Dumitru Dolgov

Personal information
- Full name: Dmitri Dolgov
- Date of birth: 24 August 1987 (age 37)
- Place of birth: Perevalsk, Ukrainian SSR
- Height: 1.87 m (6 ft 2 in)
- Position(s): Defender

Youth career
- FC Stal Alchevsk

Senior career*
- Years: Team / Apps / (Gls)
- 2003–2005: FC Stal-2 Alchevsk
- 2005–2007: FC Nistru Otaci / 53 / (3)
- 2008: FC Terek Grozny / 7 / (0)
- 2011: FC Sfintul Gheorghe / 31 / (2)
- 2011: FC Costuleni / 10 / (0)
- 2013: FC Veris Chișinău / 1 / (0)
- 2013–2014: FC Dinamo-Auto Tiraspol / 25 / (1)
- 2015: FC Spartak Gelendzhik
- 2015: FC Anapa (amateur)
- 2016: FC Kubanskaya Korona Shevchenko
- 2017–2019: FC Spartak Gelendzhik

International career
- 2007–2008: Moldova U-21 / 5 / (0)

= Dumitru Dolgov =

Moldovan footballer

Dumitru Dolgov (Дмитрий Владимирович Долгов; born 24 August 1987) is a Moldovan former footballer.

== Career ==
Dolgov began his career with Ukrainian club FC Stal Alchevsk and came in 2006 to Moldova and signed for FC Nistru Otaci.

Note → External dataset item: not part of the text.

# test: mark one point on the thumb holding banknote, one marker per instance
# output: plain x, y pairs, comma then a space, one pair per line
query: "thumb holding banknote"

He was offered a contract from FC Terek Grozny in early 2008 and joined the Russian Premier League club. Dumitru played only 7 matches during the 2008 season because of an injury. In January 2011 he returned to Moldova and signed for FC Sfîntul Gheorghe. After a half year with FC Sfîntul Gheorghe in August 2011 he joined league rival FC Costuleni.

== International career ==
In 2006 he became the Moldova citizen and played for the Moldova national under-21 team.